The best album I heard last week was Talibando’s War Lord. The Michigan rapper has Veeze and BabyTron on his album, and boy, it is a hoot. If you put a raspy voice on a Michigan rapper, it is bound to be menacing. This song ends with “I get high until my body numb and don’t know how to feel.” This is not a life you want to live.

Bic Fizzle - "Just Got Started"

Arkansas rapper Bic Fizzle doesn’t do anything better than anyone, but his new mixtape Clark Street Baby is remarkably consistent. It’s a double disc, and most of the songs are so good. Fizzle is signed to Gucci Mane’s 1017 Records imprint; Gucci has another one.
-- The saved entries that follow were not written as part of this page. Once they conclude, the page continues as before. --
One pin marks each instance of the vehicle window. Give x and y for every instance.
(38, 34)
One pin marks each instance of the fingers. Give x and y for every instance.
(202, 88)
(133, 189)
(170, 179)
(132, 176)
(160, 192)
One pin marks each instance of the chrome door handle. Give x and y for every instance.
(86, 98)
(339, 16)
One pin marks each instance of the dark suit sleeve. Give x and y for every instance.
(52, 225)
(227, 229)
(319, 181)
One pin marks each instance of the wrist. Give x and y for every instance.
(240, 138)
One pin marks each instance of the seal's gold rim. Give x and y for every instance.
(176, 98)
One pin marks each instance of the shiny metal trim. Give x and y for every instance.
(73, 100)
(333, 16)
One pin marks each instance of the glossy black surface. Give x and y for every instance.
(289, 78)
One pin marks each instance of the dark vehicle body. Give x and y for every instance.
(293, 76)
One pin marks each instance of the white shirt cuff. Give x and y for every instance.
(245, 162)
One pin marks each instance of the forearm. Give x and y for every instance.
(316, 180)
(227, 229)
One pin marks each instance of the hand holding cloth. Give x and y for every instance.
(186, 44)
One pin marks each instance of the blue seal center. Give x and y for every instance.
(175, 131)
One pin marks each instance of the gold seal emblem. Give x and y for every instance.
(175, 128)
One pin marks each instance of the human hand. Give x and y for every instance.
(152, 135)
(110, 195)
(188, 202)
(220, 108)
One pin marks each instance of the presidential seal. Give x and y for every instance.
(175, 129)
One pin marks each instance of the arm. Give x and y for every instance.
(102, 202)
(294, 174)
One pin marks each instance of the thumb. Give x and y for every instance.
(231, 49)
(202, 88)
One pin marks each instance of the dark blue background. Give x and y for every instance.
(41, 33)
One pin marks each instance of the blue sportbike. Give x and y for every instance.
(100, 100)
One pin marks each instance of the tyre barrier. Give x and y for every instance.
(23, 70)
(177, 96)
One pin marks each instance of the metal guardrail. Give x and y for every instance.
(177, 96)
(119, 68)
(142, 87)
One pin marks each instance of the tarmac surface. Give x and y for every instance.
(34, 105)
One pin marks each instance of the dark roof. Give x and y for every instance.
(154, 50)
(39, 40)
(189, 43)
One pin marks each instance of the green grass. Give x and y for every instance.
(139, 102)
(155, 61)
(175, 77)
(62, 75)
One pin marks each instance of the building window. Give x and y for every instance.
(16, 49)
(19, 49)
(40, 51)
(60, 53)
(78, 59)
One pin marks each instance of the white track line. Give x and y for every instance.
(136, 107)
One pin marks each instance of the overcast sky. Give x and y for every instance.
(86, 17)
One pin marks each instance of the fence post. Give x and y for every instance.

Luh Tyler – "Can't Move Wrong" (Feat. Trapland Pat)

America’s baddest 16-year-old is back at it again, this time linking with the very good South Florida rapper Trapland Pat.

Styles P - "Peaceful Crazy"

Styles is still a compelling rapper after all these years. Shout out to D-Block.

FO3 Bear – "Not One Of Them" (Feat. Fairview Huna & FV Fazo)

Alaskan rappers FO3 Bear, Fairview Huna, and FV Fazo combined to make this riotous track. Mountain View, the most dangerous hood in Alaska, is where these guys are from. You feel how isolated yet ominous they sound. The hood of Anchorage is it.

SME TaxFree & RRB Duck – "Chief Keef"

Milwaukee is on a wave, similar to Detroit, not quite Chicago, where there are so many good rappers that it is hard to keep up. RRB Duck is always good, and is especially fun on this song with SME TaxFree, who has one hell of a rap name.

Tae Dawg - "Get Out Ya Feelings"

The DMV rapper is aggressive here. I enjoyed this.

RXK Nephew - "Yeezy Boots"

People are joining into on the Nephew party a bit too late. It was at its best in 2020. But he can still reach for a Reddit-rap fastball. Kanye West is just another Nazi now.

Lil Bean & Mbnel – "Same Struggle"

San Francisco’s Lil Bean is a stalwart of pain and melody. Here he comes at people who have snitched, featuring a nimble verse from Mbnel.

Rio Da Yung OG & RMC Mike – "No Big Homie"

The world still awaits Rio Da Yung OG’s return from prison. In the meantime, he has been making excellent music. “No Big Homie” is rapturous — akin to the first steps of freedom when you leave. Until he actually does, we’ll enjoy this from Rio.


Policemen should not become mayor of New York. Fuck Eric Adams.